Pero la costumbre arrasó con los primeros lamentos y ya nadie se abismó entonces por las luces estrepitosas de la mansión, ni por su estela de música, ni por la lúbrica presencia de las rabizas reclutadas en franjas de bohemia. Alonso tampoco provocaba desorbitados asombros, porque a fuerza de vinos y desmanes se fue enrojeciendo de vejez y apenas se le entendían sus susurros de mando. Se volvió tan miope que confundía mapas incunables con sencillos planos locales, e incluso cuentan que debía asistir a sus nocturnos encuentros acompañado de un lazarillo que solicitaba derecho de pernada.
No se sabía, dentro de ese desenfadado mundo, quién era hijo de quién, porque los peones se introducían en las habitaciones de Aguasanta y gozaban a las damiselas hasta el día siguiente, sin cuidarse de indeseables resultados. Y como si esto fuese poco descalabro, los miembros de la isleña servidumbre se escapaban en bullicio para arrejuntarse
con disímiles parejas. Los mayordomos comenzaron a pasearse con las chaquetas del amo, las negras imitaron los peinados de las advenedizas, los chicos entonaban canciones de remotos países y se intercambiaban coloreadas estampillas alemanas.
Don Alonso reiteró arrugas sobre arrugas y continuaba, casi ciego, sus periplos amorosos, aunque necesitara de báculas y cabronerías para desprenderse de la transparente esperma que le quedaba.
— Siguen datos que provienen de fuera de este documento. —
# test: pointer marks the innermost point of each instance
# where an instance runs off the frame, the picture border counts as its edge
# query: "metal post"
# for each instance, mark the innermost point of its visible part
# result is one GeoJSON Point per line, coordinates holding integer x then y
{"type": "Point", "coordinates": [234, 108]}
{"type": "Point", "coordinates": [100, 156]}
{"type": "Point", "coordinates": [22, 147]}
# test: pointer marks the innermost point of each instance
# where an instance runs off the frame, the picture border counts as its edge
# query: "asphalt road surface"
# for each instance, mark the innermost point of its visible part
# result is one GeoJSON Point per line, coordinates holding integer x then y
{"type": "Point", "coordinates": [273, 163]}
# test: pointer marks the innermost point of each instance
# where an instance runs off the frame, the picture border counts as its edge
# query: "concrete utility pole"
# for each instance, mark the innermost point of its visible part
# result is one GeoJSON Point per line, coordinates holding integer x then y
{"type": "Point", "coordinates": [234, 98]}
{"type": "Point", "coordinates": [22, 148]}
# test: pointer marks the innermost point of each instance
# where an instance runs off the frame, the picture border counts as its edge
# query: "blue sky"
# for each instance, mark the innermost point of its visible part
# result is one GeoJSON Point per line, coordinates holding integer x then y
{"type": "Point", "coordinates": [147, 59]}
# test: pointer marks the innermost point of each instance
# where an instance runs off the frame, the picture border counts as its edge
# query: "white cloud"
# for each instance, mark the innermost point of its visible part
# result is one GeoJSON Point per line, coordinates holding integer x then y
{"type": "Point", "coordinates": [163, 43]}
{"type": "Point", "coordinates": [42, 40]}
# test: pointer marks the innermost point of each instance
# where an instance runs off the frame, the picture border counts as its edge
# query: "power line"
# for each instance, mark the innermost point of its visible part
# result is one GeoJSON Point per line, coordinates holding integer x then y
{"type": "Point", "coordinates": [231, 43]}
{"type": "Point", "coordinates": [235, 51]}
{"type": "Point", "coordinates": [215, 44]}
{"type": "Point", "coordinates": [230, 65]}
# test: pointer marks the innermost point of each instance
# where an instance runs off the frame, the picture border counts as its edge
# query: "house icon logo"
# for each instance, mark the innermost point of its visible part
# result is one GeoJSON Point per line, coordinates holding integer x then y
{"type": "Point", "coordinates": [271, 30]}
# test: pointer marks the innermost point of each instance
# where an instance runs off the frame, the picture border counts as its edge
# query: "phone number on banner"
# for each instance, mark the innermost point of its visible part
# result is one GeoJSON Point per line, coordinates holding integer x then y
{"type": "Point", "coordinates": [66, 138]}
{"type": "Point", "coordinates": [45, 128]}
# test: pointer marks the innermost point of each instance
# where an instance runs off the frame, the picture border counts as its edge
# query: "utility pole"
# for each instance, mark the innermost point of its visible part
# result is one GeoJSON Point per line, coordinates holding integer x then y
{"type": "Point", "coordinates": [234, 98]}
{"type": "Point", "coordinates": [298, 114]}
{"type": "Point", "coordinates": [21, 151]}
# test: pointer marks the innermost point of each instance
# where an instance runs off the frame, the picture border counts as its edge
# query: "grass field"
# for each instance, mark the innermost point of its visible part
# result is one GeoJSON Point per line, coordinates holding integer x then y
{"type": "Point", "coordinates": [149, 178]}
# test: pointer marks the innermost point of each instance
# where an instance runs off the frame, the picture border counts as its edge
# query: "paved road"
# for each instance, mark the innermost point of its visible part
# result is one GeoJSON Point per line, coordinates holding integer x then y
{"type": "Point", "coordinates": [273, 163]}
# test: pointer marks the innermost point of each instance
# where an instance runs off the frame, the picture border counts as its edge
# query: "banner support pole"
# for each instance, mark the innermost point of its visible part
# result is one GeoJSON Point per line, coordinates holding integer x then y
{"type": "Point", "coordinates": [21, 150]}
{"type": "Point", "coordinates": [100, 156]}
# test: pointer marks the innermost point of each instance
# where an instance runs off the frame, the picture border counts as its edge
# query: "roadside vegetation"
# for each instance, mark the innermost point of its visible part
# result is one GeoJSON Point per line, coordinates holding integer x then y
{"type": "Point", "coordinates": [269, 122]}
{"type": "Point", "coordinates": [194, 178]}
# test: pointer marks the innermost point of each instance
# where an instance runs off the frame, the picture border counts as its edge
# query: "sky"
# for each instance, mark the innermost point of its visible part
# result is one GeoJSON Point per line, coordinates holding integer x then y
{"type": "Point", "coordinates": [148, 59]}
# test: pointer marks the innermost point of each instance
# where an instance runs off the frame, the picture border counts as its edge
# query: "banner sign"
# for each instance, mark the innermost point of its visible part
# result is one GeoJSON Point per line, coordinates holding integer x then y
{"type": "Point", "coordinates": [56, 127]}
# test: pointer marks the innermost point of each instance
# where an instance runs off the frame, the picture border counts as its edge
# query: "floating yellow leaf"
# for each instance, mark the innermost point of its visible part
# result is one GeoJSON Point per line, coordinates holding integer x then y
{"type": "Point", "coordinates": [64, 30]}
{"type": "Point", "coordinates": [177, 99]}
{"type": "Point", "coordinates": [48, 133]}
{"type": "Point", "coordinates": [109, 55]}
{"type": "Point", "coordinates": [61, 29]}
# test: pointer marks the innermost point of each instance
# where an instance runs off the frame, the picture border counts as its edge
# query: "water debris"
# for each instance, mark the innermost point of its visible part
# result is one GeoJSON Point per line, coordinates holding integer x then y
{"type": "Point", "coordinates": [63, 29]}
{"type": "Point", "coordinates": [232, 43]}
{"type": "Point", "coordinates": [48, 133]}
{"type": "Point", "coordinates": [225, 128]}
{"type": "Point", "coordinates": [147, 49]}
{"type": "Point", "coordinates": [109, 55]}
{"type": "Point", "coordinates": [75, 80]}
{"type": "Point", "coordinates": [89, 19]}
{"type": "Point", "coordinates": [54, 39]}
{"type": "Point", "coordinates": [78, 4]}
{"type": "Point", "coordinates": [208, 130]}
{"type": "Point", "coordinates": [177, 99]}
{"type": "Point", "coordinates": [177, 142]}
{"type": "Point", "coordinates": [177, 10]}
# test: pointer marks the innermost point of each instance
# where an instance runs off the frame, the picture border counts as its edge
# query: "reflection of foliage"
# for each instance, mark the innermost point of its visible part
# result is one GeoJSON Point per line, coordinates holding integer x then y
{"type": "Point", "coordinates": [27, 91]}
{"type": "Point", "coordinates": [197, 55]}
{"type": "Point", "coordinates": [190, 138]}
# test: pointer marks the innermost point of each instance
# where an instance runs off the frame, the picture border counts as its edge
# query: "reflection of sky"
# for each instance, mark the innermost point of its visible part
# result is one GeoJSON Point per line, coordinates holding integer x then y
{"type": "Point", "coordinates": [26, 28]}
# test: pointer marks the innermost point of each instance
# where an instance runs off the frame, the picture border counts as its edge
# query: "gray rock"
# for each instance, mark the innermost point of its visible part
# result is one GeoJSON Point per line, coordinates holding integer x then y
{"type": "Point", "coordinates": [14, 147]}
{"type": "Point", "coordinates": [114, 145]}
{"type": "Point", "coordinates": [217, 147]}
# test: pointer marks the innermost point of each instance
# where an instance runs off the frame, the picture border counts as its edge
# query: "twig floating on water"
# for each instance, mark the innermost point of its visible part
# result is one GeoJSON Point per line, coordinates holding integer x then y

Dejaron de escucharse sus engreídos clamores, sus ínfulas de éxito final, porque el pobre pingajo sólo le servía como misérrima evidencia de un pasado.
Ahora los candados se abrían lastimosos, las mujeres le mesaban los respetados cabellos de pater familias, mientras él —a menudo— se permitía babosear saudades de consciente impotencia.
Murió bajo la llovizna de un espeso abril, sin más penas que las suyas, cuando lo transportaban hacia el lecho de barrotes gigantes. Acurrucado como diminuto pájaro inmóvil, lo protegieron con edredones contra los fríos de la muerte, y cerraron sus ojitos para que no siguiera auscultando vientres, pezones, caderas.
El Notario y su seca dignidad se presentaron en Aguasanta, a fin de abrir el legajo testamentario. No se conoce todavía cuál fue la cierta voluntad de don Alonso, pero alguien afirmó sin titubeos que había donado sus bienes a “las mujeres que pudiesen comprobar ocasionales o constantes apareamientos” con él. Un nuevo tronido de esperanzas sacudió la hacienda y sus linderos, pero en esta oportunidad cada supuesta heredera decidió apropiarse de lo que le correspondía. Turbas de amantes y ex amantes, féminas de todas las edades se mostraban entre sí las pruebas de la sensualidad: un mordisco en mala parte, un pañuelo rucio, un niño atolondrado o cualquier otro regalo del extinto. Y como
no llegaron a ponerse de acuerdo en tal documentación, corrieron a adueñarse de muebles italianos, cortinas estampadas, platería genealógica, doblones escondidos...
La tercera noche, un bando de marciales notas puso término al saqueo de Aguasanta, y la casa colonial quedó para siempre como un manchón amarillento rodeado de apamates y bucares.